You are missing trading opportunities:
- Free trading apps
- Over 8,000 signals for copying
- Economic news for exploring financial markets
Registration
Log in
You agree to website policy and terms of use
If you do not have an account, please register
In practical terms, how is that? Are there any considerations?
For example, I have calculated a pattern assuming a stationary process. Now, how do I exploit this pattern assuming a non-stationary process?
Do I need to investigate this regularity in a non-stationary process? And how can I do it without knowing properties and nature of this non-stationarity?
To study non-stationarity by the example of this regularity?
Yeah, how? Any fool can just throw around abstruse "definitions" on an anonymous forum without any responsibility for the "definition". Try to show in practice that the model-definition works.
The GER thesis that all information is in the price seems to be used by everyone who makes quotes series forecasts. Or are you doing something different?
The thesis is slightly different, but that's not the point. It's about the underlying assumptions, the non-negotiable axioms: price is a random walk and then Gaussian, normal law and there you go. There's no such thing at all.
I can predict that the negro I saw in the picture will remain a negro in life :)
What's in it for you? You need to know where he's going.

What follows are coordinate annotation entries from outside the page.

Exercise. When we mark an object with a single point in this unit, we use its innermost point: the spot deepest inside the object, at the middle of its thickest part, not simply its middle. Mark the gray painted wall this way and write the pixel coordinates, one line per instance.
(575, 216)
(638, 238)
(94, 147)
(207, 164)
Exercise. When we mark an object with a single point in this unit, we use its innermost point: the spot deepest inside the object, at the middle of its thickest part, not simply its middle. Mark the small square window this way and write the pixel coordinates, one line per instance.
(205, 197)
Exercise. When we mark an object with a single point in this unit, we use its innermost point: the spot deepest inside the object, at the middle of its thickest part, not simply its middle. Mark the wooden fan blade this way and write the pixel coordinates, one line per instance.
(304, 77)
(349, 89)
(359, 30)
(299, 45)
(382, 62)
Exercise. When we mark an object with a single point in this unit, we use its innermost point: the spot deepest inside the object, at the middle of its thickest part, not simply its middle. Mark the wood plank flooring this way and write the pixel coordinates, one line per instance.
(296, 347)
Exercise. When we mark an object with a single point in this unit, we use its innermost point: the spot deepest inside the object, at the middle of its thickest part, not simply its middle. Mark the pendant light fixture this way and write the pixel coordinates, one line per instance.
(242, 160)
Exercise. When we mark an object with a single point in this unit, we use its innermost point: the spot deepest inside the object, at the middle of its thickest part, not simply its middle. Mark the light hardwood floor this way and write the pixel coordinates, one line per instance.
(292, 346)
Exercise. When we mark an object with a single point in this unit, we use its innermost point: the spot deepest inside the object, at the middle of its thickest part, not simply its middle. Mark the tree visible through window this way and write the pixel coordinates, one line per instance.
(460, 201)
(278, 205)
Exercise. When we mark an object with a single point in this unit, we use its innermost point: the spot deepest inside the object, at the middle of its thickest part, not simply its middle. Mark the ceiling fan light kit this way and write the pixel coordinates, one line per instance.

The insurance company wants to know how long he is going to live and how sick he is going to be in his life, so they ask where he was born, what his lifestyle is, what he does for a living, what he does for a job and what he was sick with in his childhood.
And you have only a price range, and in the best case it is not even the volume of currency purchases, but the TYCICAL AMOUNT. And they tell us that by decomposing the image of a Negro in a picture into sinusoids, we can know where and how fast he will run.
I will twist what Avals just said: the real living Negro is not made up of sinusoids. He is composed of water, of cells, of blood and meat, he has free will, which he is guided in all his movements. Your image of a Negro can, in certain cases, be "decomposed into sinusoids", and even derive some benefit from it. For instance, you can use an image of a Negro running to continue the motion cycle of his legs and make a movie about the Negro's running. Only the real Negro will stop after 30 seconds, and your extrapolation of his image will show that he is running EVERYWHERE. And his mood has CHANGED! And he no longer wants to run! Therefore, the mechanical extrapolation of his running on the picture of the video will not do anything.
You don't have a Negro. You only have an image of him. That is why you will not be able to make long-term predictions by his image (by means of decomposition into sine waves). You have to know where he is running, why he is running and how many resources he has for running, when he will get tired, and how to determine from individual pictures that he has started to get tired.
Fierstein?
Reception.
Wow, that's really something. I will try to explain without allegories: with DFT you get a decomposition of the signal into its components, after which you will NOT be able to say that it is NOT composed of them, because in sum the components will give the original signal. And don't go on about cause and effect here, it's arithmetic. The catch is that it will be interpolation, and outside of the decomposition section it will almost always carry no meaning.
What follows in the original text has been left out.